Case in point was the first subject we met, a young woman named Zuleika Goday who heads into the city regularly for treatment of her baby Yazmin. We interviewed her at the foundation’s office in the morning, than took what we thought would be a moderate drive to her home on the outskirts of the city. As we drove away from the high rises and modern amenities of the municipality, the road and the degree of development alongside it scaled back dramatically. Within the hour there was only rural countryside in all directions. We kept driving the ever narrowing road waiting for the parking space to arrive.

It came into view eventually. But there was still a river, a 3-mile dirt road and a 2-mile hike separating Zuleika and Yazmin from their house.

It proved perhaps the longest I’ve ever traveled to reach a home, but one filled with exhilaration. After crossing the river in an old motorized canoe, we watched in disbelief as a covered pick-up truck came down the road and the driver motioned for us to pile in. At the jerky moment of take-off, the atmosphere filled with sheer giddiness. In a few hours we would be sweating and sunburned on the return trip and ready for a break. But at this second, there was only childlike laughter and wonder on repeat as we entered a jungle we never expected to see once on this trip, let alone the first day.

The scenery of the hike looked like something out of the TV show Lost: unchecked vegetation in every direction,  a curving landscape of hills, and absolute quiet all around. Eventually we reached the thatched hut Zuleika called home, starting an interview where we learned of her weekly struggle to keep the Yazmin’s bones in place with treatment hours away. The thing is, she’s not the only one in such remote conditions facing such a journey for necessary medical care. There are many others, some of whom we have met these last few days, who live in isolated, poverty-stricken regions where getting help, even on the rare occasions when it’s available, requires a journey. To truly have their major bone fractures fixed, a trip to a U.S. hospital is required in order to find the right medical expertise.

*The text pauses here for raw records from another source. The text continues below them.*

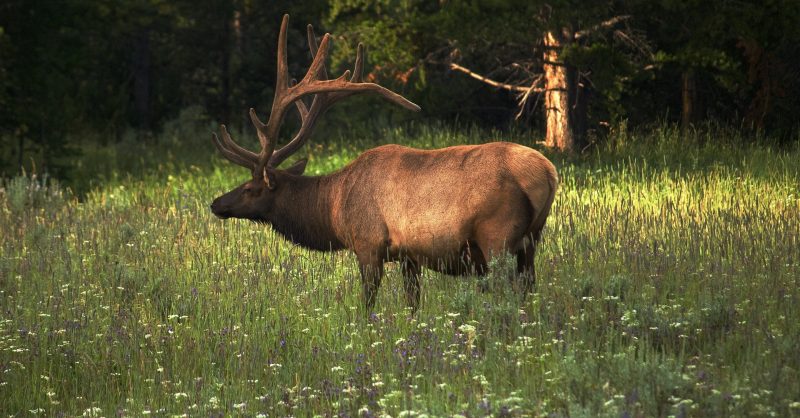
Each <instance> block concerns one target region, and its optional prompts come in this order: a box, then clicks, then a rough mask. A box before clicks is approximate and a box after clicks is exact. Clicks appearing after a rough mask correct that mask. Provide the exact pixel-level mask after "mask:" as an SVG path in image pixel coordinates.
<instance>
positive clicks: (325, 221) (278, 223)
mask: <svg viewBox="0 0 800 418" xmlns="http://www.w3.org/2000/svg"><path fill="white" fill-rule="evenodd" d="M277 180H278V182H279V183H278V184H279V186H278V188H277V189H276V190H275V193H276V196H275V203H274V206H273V209H272V211H270V214H269V216H268V219H266V220H267V222H269V223H270V224H271V225H272V228H273V229H274V230H275V231H277V232H278V233H280V234H281V235H283V236H284V237H285V238H286V239H288V240H290V241H292V242H293V243H295V244H297V245H300V246H303V247H306V248H310V249H313V250H318V251H332V250H339V249H342V248H345V246H344V244H343V243H342V242H341V241H340V240H339V238H337V237H336V233H335V231H334V228H333V221H332V210H333V208H332V201H333V199H332V194H333V190H334V188H335V184H336V182H335V181H334V180H335V179H334V178H333V177H332V176H330V175H328V176H315V177H306V176H295V175H291V174H285V173H282V174H281V175H280V178H278V179H277Z"/></svg>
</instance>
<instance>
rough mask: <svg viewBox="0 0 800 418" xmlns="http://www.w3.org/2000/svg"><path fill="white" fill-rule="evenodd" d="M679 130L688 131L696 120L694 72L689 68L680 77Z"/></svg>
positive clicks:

What can we do by sharing in this experience? Hopefully find a way to let the greater Panamanian and American public know of the issue, building momentum and funds for a clinic in the country. It will take just the right mix of multimedia storytelling and web-based graphics calling people to action. I hope we can pull it off, but I know we’ll have all the footage and the experience necessary to make it happen, and I couldn’t ask for a more talented and engaging group of students to work with on the project.

By car we’re seeing a new world. But it’s after we park that the real work, and the real eye-opening experience, comes into focus.